All of the largest fragments were again statistically significant. Remodeling proteins onto templates with different bind ing preferences generally did not enhance similarity between the thenthereby binding cavities of modeled proteins and the cavity in the template. In fact remodeling appears to frequently accentuate structural differences. These results suggest that, in the context of a general applica tion, remodeling a set of proteins with both similar and different binding preferences may contribute to a more sensitive classification of proteins with different binding preferences. Binding site variations in structure predictions We performed medial remodeling on all dataset struc tures onto all template structures.

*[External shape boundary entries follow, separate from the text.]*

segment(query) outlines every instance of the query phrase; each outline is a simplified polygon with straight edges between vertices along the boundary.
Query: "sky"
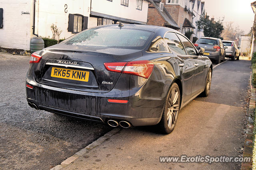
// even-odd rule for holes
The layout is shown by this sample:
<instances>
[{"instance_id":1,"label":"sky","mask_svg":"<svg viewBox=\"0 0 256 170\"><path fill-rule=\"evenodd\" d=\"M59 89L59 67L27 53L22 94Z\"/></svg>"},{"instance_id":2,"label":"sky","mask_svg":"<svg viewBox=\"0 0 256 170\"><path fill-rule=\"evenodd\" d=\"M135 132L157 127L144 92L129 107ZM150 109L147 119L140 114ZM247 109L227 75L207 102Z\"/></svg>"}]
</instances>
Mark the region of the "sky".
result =
<instances>
[{"instance_id":1,"label":"sky","mask_svg":"<svg viewBox=\"0 0 256 170\"><path fill-rule=\"evenodd\" d=\"M202 0L205 2L205 10L215 20L224 17L224 24L234 22L234 27L239 26L240 29L248 33L252 26L254 14L250 6L254 0Z\"/></svg>"}]
</instances>

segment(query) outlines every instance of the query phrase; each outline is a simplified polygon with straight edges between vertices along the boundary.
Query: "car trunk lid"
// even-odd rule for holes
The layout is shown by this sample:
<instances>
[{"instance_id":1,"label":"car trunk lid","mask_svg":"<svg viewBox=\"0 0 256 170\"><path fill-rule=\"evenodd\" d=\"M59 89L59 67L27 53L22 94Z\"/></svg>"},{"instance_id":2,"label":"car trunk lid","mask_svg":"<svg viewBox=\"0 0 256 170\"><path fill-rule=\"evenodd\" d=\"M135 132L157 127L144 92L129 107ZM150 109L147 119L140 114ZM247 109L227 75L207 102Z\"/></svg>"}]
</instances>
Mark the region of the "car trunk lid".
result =
<instances>
[{"instance_id":1,"label":"car trunk lid","mask_svg":"<svg viewBox=\"0 0 256 170\"><path fill-rule=\"evenodd\" d=\"M55 47L55 48L54 48ZM68 49L68 50L66 49ZM59 44L40 54L33 64L36 81L43 84L93 92L107 92L121 73L107 70L104 63L128 62L142 56L140 50Z\"/></svg>"}]
</instances>

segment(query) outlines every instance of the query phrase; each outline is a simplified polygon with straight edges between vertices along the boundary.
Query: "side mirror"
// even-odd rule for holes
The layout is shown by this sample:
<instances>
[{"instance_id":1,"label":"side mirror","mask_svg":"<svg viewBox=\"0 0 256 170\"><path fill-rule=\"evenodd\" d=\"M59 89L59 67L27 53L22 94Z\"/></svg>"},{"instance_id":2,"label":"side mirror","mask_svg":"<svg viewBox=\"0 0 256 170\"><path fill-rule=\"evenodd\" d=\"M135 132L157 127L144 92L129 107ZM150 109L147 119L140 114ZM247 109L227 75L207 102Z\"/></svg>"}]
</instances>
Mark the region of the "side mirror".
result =
<instances>
[{"instance_id":1,"label":"side mirror","mask_svg":"<svg viewBox=\"0 0 256 170\"><path fill-rule=\"evenodd\" d=\"M199 55L204 55L204 51L205 51L205 49L204 48L200 47L199 48L199 51L198 51L198 53L199 53Z\"/></svg>"}]
</instances>

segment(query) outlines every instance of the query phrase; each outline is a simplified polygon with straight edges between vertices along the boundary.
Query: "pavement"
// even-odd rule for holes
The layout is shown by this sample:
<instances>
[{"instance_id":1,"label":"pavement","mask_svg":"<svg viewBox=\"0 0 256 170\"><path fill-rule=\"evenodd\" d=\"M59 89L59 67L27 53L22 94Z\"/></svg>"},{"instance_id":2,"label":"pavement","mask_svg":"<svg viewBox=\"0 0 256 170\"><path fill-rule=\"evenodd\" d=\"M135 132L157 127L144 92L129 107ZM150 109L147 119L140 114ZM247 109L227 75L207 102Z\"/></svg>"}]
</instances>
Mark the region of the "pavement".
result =
<instances>
[{"instance_id":1,"label":"pavement","mask_svg":"<svg viewBox=\"0 0 256 170\"><path fill-rule=\"evenodd\" d=\"M50 169L112 129L29 107L30 59L0 53L0 169Z\"/></svg>"},{"instance_id":2,"label":"pavement","mask_svg":"<svg viewBox=\"0 0 256 170\"><path fill-rule=\"evenodd\" d=\"M159 156L240 156L250 65L228 61L216 67L210 96L184 108L171 134L156 126L123 129L63 169L240 169L240 162L160 163Z\"/></svg>"}]
</instances>

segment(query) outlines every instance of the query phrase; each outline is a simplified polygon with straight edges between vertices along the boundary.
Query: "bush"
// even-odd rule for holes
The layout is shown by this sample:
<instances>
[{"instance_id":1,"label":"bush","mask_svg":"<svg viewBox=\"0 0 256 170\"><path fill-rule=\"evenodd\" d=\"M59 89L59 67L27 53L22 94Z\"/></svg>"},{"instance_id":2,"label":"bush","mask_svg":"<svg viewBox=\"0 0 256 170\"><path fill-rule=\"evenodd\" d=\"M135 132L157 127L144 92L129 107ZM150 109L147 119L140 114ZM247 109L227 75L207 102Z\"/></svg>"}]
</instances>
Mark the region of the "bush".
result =
<instances>
[{"instance_id":1,"label":"bush","mask_svg":"<svg viewBox=\"0 0 256 170\"><path fill-rule=\"evenodd\" d=\"M42 39L44 41L44 48L55 45L57 44L58 43L58 41L55 39L48 38L42 38Z\"/></svg>"},{"instance_id":2,"label":"bush","mask_svg":"<svg viewBox=\"0 0 256 170\"><path fill-rule=\"evenodd\" d=\"M254 88L256 88L256 72L252 73L252 85Z\"/></svg>"},{"instance_id":3,"label":"bush","mask_svg":"<svg viewBox=\"0 0 256 170\"><path fill-rule=\"evenodd\" d=\"M51 46L52 45L58 44L58 41L56 39L51 39L50 38L46 37L42 38L42 39L44 41L44 48L48 47ZM59 40L59 43L64 40L65 40L65 39L60 39L60 40Z\"/></svg>"}]
</instances>

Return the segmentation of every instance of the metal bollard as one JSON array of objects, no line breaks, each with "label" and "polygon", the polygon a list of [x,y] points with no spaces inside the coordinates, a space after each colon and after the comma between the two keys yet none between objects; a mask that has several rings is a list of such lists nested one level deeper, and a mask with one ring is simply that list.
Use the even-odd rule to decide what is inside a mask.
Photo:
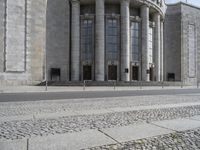
[{"label": "metal bollard", "polygon": [[142,89],[142,82],[140,82],[140,89]]},{"label": "metal bollard", "polygon": [[183,81],[181,81],[181,88],[183,88]]},{"label": "metal bollard", "polygon": [[85,91],[85,84],[86,84],[86,81],[84,80],[83,81],[83,91]]},{"label": "metal bollard", "polygon": [[114,91],[116,90],[116,80],[113,80],[113,87],[114,87]]}]

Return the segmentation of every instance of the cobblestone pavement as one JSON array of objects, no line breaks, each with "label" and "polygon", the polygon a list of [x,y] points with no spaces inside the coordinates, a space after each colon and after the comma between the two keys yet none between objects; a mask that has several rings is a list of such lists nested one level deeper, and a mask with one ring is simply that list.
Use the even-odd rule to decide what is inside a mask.
[{"label": "cobblestone pavement", "polygon": [[106,109],[115,107],[151,106],[157,104],[176,104],[200,102],[199,95],[178,96],[134,96],[120,98],[96,98],[52,100],[36,102],[0,103],[0,117],[57,113],[73,110]]},{"label": "cobblestone pavement", "polygon": [[200,150],[200,128],[85,150]]},{"label": "cobblestone pavement", "polygon": [[112,128],[194,115],[200,115],[200,106],[2,122],[0,123],[0,140],[79,132],[86,129]]}]

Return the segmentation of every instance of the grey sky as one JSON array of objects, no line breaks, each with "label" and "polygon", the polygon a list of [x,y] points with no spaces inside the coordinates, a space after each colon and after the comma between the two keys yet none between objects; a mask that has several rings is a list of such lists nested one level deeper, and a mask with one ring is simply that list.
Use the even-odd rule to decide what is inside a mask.
[{"label": "grey sky", "polygon": [[[186,2],[186,0],[165,0],[166,3]],[[189,4],[200,6],[200,0],[187,0]]]}]

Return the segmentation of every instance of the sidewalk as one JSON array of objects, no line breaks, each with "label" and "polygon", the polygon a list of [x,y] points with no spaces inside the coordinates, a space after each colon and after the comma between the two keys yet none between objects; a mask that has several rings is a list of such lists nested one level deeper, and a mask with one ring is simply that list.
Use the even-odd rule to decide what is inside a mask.
[{"label": "sidewalk", "polygon": [[[115,128],[85,130],[62,135],[50,135],[24,140],[0,142],[1,150],[78,150],[92,149],[105,145],[123,145],[124,142],[135,141],[200,128],[200,116],[191,118],[148,122]],[[166,141],[166,143],[170,141]],[[181,141],[179,141],[181,142]],[[140,143],[142,144],[142,143]],[[178,143],[184,145],[185,143]],[[192,143],[190,143],[192,145]],[[170,146],[170,145],[169,145]],[[152,147],[153,148],[153,147]]]},{"label": "sidewalk", "polygon": [[[165,90],[181,89],[179,86],[2,86],[0,93],[26,93],[26,92],[75,92],[75,91],[127,91],[127,90]],[[184,89],[195,89],[196,86],[185,86]]]}]

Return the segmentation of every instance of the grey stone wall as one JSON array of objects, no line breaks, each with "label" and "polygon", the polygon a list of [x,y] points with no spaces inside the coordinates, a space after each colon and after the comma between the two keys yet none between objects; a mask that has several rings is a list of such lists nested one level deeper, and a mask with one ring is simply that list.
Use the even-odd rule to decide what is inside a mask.
[{"label": "grey stone wall", "polygon": [[164,23],[164,79],[174,73],[181,81],[181,7],[168,6]]},{"label": "grey stone wall", "polygon": [[30,82],[44,79],[46,2],[27,1],[27,73]]},{"label": "grey stone wall", "polygon": [[0,1],[0,73],[4,71],[4,16],[5,0]]},{"label": "grey stone wall", "polygon": [[69,20],[68,0],[48,0],[47,4],[47,64],[50,69],[60,68],[61,80],[69,80]]},{"label": "grey stone wall", "polygon": [[6,1],[6,71],[25,71],[26,0]]},{"label": "grey stone wall", "polygon": [[[200,81],[200,8],[193,7],[181,3],[182,10],[182,78],[186,83],[196,84],[197,79]],[[189,25],[194,26],[194,50],[191,50],[191,43],[189,40]],[[194,51],[194,58],[191,58],[192,51]],[[194,60],[190,60],[190,59]],[[195,65],[191,66],[190,61],[195,61]],[[195,70],[195,75],[191,76],[189,73]]]}]

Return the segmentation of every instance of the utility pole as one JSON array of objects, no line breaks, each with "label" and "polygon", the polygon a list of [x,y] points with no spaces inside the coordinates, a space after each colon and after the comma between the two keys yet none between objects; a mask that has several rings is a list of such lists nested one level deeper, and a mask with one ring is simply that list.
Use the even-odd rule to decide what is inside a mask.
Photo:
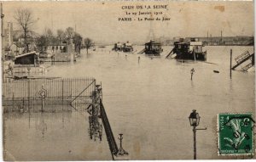
[{"label": "utility pole", "polygon": [[2,81],[3,81],[3,59],[4,59],[4,34],[3,34],[3,17],[4,14],[3,14],[3,3],[1,3],[1,38],[2,38]]}]

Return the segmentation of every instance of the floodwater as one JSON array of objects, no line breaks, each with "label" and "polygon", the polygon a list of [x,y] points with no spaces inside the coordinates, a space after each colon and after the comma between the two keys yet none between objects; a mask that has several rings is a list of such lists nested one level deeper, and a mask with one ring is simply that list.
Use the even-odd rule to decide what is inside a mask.
[{"label": "floodwater", "polygon": [[[207,63],[166,59],[170,47],[164,47],[160,57],[136,54],[143,47],[135,47],[135,53],[115,53],[111,47],[96,47],[89,54],[82,51],[75,63],[56,63],[45,75],[92,76],[102,82],[113,135],[119,144],[118,134],[124,134],[123,148],[130,159],[192,159],[188,118],[192,109],[201,116],[198,128],[207,128],[197,131],[197,159],[227,159],[217,154],[217,115],[255,115],[255,74],[233,70],[230,80],[230,50],[234,59],[247,50],[253,53],[253,47],[205,47]],[[87,114],[28,115],[4,116],[7,159],[111,159],[105,134],[102,142],[90,140]],[[47,130],[42,133],[44,123]]]}]

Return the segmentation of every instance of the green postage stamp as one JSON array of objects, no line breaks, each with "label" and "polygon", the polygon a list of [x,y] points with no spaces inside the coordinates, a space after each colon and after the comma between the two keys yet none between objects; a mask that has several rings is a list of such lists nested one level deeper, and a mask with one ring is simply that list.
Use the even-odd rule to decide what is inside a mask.
[{"label": "green postage stamp", "polygon": [[218,114],[218,155],[253,154],[253,122],[251,113]]}]

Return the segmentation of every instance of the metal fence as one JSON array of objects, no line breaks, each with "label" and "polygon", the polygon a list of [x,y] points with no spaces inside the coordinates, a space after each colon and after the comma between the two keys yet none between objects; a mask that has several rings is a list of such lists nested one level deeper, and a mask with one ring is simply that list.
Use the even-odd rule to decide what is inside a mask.
[{"label": "metal fence", "polygon": [[3,83],[3,107],[4,112],[86,109],[95,87],[93,78],[9,79]]}]

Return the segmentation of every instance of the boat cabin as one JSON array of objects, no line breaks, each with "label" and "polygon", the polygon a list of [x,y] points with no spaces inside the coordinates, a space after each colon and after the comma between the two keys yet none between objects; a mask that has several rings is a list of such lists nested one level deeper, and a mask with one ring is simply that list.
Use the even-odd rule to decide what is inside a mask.
[{"label": "boat cabin", "polygon": [[145,53],[146,54],[154,54],[160,55],[163,52],[160,42],[156,42],[150,41],[149,42],[145,43]]},{"label": "boat cabin", "polygon": [[15,56],[15,64],[37,64],[38,53],[35,51]]},{"label": "boat cabin", "polygon": [[191,38],[190,42],[180,39],[179,42],[174,42],[172,51],[177,54],[176,59],[178,59],[206,60],[207,51],[204,52],[202,47],[202,42],[197,39]]},{"label": "boat cabin", "polygon": [[118,42],[118,43],[114,43],[112,50],[122,51],[122,48],[123,48],[123,44],[120,42]]},{"label": "boat cabin", "polygon": [[124,43],[123,51],[124,52],[132,52],[133,51],[132,44],[130,43],[129,42],[127,42],[126,43]]}]

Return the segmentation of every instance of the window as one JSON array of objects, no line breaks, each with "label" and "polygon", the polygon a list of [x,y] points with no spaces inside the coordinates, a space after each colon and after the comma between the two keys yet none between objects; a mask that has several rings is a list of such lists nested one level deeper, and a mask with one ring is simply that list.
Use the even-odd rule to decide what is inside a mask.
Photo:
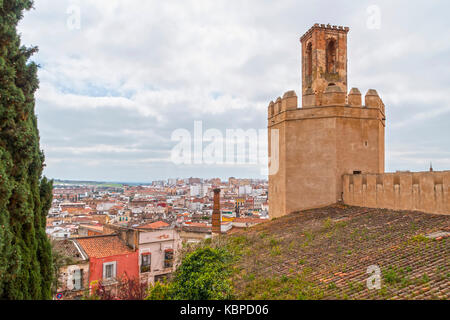
[{"label": "window", "polygon": [[173,249],[164,250],[164,268],[173,267]]},{"label": "window", "polygon": [[152,265],[152,254],[145,252],[141,255],[141,273],[149,272]]},{"label": "window", "polygon": [[73,290],[83,289],[83,269],[73,271]]},{"label": "window", "polygon": [[103,280],[112,280],[116,277],[116,262],[103,264]]},{"label": "window", "polygon": [[334,39],[330,39],[327,44],[326,50],[326,58],[327,58],[327,72],[335,73],[336,72],[336,41]]},{"label": "window", "polygon": [[308,43],[306,48],[306,75],[312,75],[312,43]]}]

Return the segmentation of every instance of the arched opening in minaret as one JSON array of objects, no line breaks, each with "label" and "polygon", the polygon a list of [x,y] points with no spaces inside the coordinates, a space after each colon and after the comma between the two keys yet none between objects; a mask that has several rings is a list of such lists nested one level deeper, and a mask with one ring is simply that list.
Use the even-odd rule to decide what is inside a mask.
[{"label": "arched opening in minaret", "polygon": [[308,43],[306,47],[306,75],[312,76],[312,43]]},{"label": "arched opening in minaret", "polygon": [[330,39],[327,44],[327,73],[336,72],[336,41]]}]

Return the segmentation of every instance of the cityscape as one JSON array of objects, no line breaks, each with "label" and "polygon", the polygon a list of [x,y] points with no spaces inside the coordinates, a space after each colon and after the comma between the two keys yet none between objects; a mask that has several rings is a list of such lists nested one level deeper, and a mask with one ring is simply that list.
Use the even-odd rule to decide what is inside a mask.
[{"label": "cityscape", "polygon": [[0,306],[448,305],[439,6],[0,0]]}]

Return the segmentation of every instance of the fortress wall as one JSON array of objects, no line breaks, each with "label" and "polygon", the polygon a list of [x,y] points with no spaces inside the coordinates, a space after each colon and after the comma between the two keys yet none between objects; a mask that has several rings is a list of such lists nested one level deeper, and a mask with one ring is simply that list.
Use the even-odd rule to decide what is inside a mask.
[{"label": "fortress wall", "polygon": [[[334,86],[324,95],[327,105],[298,108],[294,91],[270,102],[270,159],[275,150],[271,136],[273,130],[279,132],[279,167],[269,174],[272,218],[336,203],[342,198],[345,173],[380,172],[379,131],[384,129],[384,114],[379,105],[362,106],[359,90],[352,89],[350,95],[351,106],[345,103],[345,93]],[[363,181],[359,184],[362,188]]]},{"label": "fortress wall", "polygon": [[450,171],[347,174],[342,183],[348,205],[450,214]]}]

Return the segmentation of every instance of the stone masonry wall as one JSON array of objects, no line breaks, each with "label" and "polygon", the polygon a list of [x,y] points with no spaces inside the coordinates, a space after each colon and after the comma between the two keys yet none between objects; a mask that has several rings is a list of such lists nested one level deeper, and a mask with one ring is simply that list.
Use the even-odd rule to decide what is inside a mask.
[{"label": "stone masonry wall", "polygon": [[450,214],[450,171],[347,174],[343,200],[353,206]]}]

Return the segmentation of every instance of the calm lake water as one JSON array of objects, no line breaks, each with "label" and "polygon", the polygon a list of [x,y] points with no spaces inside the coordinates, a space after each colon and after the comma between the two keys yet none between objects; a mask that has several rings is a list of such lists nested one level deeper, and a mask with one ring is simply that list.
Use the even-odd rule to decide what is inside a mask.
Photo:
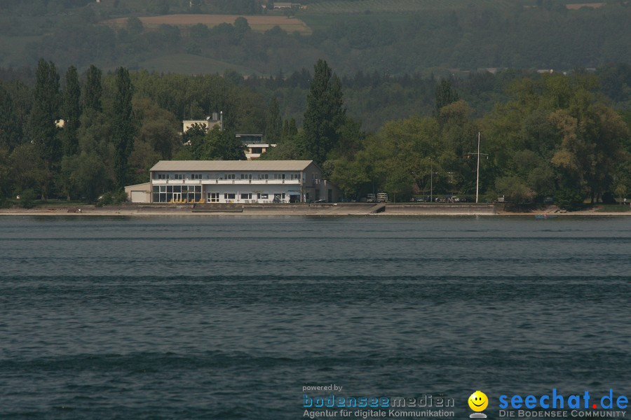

For each of the 100 models generated between each template sequence pair, Inhibitors,Modulators,Libraries we measured the volume of the largest fragment between the binding site of the Inhibitors,Modulators,Libraries model and that of the Inhibitors,Modulators,Libraries template. These volumes varied considerably between maximum and minimum, even when range between the 25th percentile volume and the 75th volume was very narrow. For example, among the enolases in our dataset, with the 1e9i template, the largest fragments were larger than 750 3, even though more than half of the largest fragments were approximately 75 3. With the 1ebh template, the largest fragments were larger than 850 3, though most of the largest fragments were approximately 75 3. Among the kinases, with the 1qcf template, the largest fragment was 1387 3, though most of the largest fragments were approximately 92 3. With the 2hz4 template, the largest fragment was 1438 3, and most of the largest fragments were approxi mately 342 3.
In isolation, the generation of a modeled structure with an unusual binding cavity is not very high. How ever, in the context of a structural classification effort, where many structures must be modeled, the probability of generating at least one unusual model increases with the size of the dataset, through multiple testing. By eliminating extrema, Inhibitors,Modulators,Libraries we hypothesize that medial remodeling can maintain accurate classification despite the nondeterministic nature of structure prediction. Evaluating medial remodeling We performed medial remodeling on all dataset struc tures onto all six template structures, computing the median of the volumes of the largest fragments in all 100 models.
For dataset structures Inhibitors,Modulators,Libraries remodeled onto the eno lase templates, 1e9i and 1ebh with similar binding preferences, the median volume of the largest fragment was never statistically significant, except in the case of 2pa6. The largest fragment computed with an unmodeled structure was larger, sometimes considerably larger, than the median volume, selleck products and larger still in cases of conformation change. In the case of 2XSX and most of the sequentially redundant enolase structures, the lar gest fragment from an unmodeled structure is statistically significant, and thus indistinguishable from proteins with different binding preferences.